In a digital world of exponential, non-linear change where seemingly impossible stuff ─ 3D printing,
machines that learn, self-driving cars ─ is now happening with incredible speed, even the smartest people at leading edge companies can’t possibly predict what’s next. To find out how we can prepare for a winning future, I reached out to four futurists and authors who will share their perspectives in an upcoming openSAP MOOC entitled,
“Reimagining the Future: A Journey through the Looking Glass.” The online course is designed to give business and technology leaders a clearer understanding of the macro forces at play in this next market revolution, and the steps they need to consider for faster adaptability in an unpredictable world.
“The future is moving too fast to predict, but you can rehearse it,” said Frank Diana, Futurist at Tata Consultancy Services, who is leading the course. “This drives experimental cultures, not having a problem with failing, and being good at ambiguity and uncertainty. Especially traditional companies have to learn how to be adaptive and flexible enough to shift with the changes that are happening.”

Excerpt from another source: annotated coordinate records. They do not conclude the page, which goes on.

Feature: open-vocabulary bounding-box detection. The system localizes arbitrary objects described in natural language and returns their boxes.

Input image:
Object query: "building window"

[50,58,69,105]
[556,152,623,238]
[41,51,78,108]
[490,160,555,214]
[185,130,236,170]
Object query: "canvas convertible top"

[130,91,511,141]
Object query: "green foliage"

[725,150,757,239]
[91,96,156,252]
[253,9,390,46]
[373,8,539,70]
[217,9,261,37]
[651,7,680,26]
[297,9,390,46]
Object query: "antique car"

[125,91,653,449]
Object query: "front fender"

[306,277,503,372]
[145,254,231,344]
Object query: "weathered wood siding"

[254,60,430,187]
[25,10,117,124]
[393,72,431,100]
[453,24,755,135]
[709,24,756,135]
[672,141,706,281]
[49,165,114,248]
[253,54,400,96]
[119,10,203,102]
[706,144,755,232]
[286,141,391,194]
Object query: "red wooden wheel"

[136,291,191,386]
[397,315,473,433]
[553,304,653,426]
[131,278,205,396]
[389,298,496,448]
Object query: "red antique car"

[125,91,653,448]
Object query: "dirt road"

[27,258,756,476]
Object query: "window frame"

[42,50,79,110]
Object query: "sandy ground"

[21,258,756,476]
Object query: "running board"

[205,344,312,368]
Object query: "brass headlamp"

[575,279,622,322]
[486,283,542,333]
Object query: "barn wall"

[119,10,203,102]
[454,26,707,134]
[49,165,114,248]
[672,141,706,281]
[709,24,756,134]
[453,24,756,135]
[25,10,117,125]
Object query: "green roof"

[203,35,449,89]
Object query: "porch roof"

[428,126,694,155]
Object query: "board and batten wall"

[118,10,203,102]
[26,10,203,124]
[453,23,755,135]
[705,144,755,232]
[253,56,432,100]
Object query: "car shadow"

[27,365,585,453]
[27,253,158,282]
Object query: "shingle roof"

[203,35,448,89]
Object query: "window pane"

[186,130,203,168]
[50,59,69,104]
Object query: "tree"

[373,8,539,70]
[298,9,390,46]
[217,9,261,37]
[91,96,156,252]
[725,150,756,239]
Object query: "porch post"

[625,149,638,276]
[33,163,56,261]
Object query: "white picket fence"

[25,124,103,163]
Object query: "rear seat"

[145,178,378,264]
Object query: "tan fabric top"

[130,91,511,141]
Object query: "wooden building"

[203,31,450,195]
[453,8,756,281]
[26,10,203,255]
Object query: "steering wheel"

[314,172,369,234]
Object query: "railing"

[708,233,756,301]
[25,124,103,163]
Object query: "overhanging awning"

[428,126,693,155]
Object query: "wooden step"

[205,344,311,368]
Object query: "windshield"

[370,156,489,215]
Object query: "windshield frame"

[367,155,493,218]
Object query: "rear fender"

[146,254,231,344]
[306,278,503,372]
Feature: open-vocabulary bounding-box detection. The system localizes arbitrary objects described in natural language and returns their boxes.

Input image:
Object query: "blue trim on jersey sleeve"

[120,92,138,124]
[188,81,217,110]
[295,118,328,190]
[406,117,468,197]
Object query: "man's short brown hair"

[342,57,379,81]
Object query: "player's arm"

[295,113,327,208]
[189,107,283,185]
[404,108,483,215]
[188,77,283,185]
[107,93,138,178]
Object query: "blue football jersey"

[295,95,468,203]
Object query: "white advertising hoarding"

Short-term tactics won’t deliver lasting value
Predicting more change in the next 20 years than the previous 300, Gerd Leonhard, CEO of The Futurist Agency, sees this era as a once in a lifetime opportunity to solve major problems like cancer and global warming – provided companies think bigger about possibilities and embrace collaboration with a wider ecosystem.
“It’s no longer going to be enough to just make money with what you’re selling,” said Leonhard. “For some companies, monetization is creating some ugly realities that may not have been the actual original purpose. Technology is forcing us to move to a future where what matters are three things: people, planet and profit.”
Leonhard cautioned business leaders against treating everything as just a technology issue targeted towards inefficiencies. “You should not use technology primarily as a tool to just get rid of people,” he said. “Thinking about the immediate bottom line is a very short term exercise. It doesn’t create enough value. In the new digitally-based ecosystem, your neighboring segments are important. If you launch an
IoT-based product, you’re also responsible for security, policies and ethics related to that rollout.”
Think big, start small, learn fast
As technology disrupts every part of the business, Chunka Mui, Managing Director at Devil’s Advocacy Group, places marketing and innovation at the forefront of the challenge. “Technology is fundamentally changing the products we build and how customers learn about and buy them. This is having a horizontal impact across the whole company,” he said. “Facing large disruptions from
AI, big data, mobile and IoT, many organizations tend to swing from complacency to panic.”
Instead of waiting until doom is upon the company, Mui advised leaders to have a systematic process for fast, ongoing innovation that “allows us to think big about the possibilities, and consider the upside and downside scenarios before we have to panic. Then you can think about what data is needed to make the critical decisions, and build a learning process that answers the most important questions.”
Staying relevant when everyone is tech-enabled
According to Gray Scott, Founder and CEO of SeriousWonder, business leaders have to understand our transformation into a technological species.
“We are entering the age of science fiction, curing cancer through personalized medicine and tracking our metabolism through wristbands,” he said. “But the old narrative of terminator against human no longer works. What’s actually taking place is that technology is getting into the hands of more people, and they’re integrating it into their bodies. This is having a profound effect on our cultures, governments and economies.”
CEOs must figure out how to be relevant and deliver value in a world of decentralized knowledge and innovation. “When a farmer replaces 30 field workers with two work bots, they can over-farm, impacting local and global markets,” he said. “The individual becomes the tech-enabled business entity. Anyone can become the new corporation. If you have an internet connection and the will, you can create pretty much anything you want. Maybe companies become the scaffolding for innovation, providing a service through their architecture.”
Time to face moment of truth
Decision-makers at many businesses haven’t realized how quickly future innovations are becoming reality, along with how to manage the cascading impact. Diana used the insurance industry as an example.
“We have to think about the future in a whole new way beyond standard forecasting or planning,” said Diana. “If self-driving cars stop getting into accidents everything changes, and not just for the insurance industry. Car dealerships disappear, lawyers fighting legal battles around damages are no longer needed for that. Cities that have been built around the car for more than a century totally change.”
Diana is also presenting a sneak preview of the course at the upcoming
SAPPHIRE event in Orlando, Florida, which I plan to cover.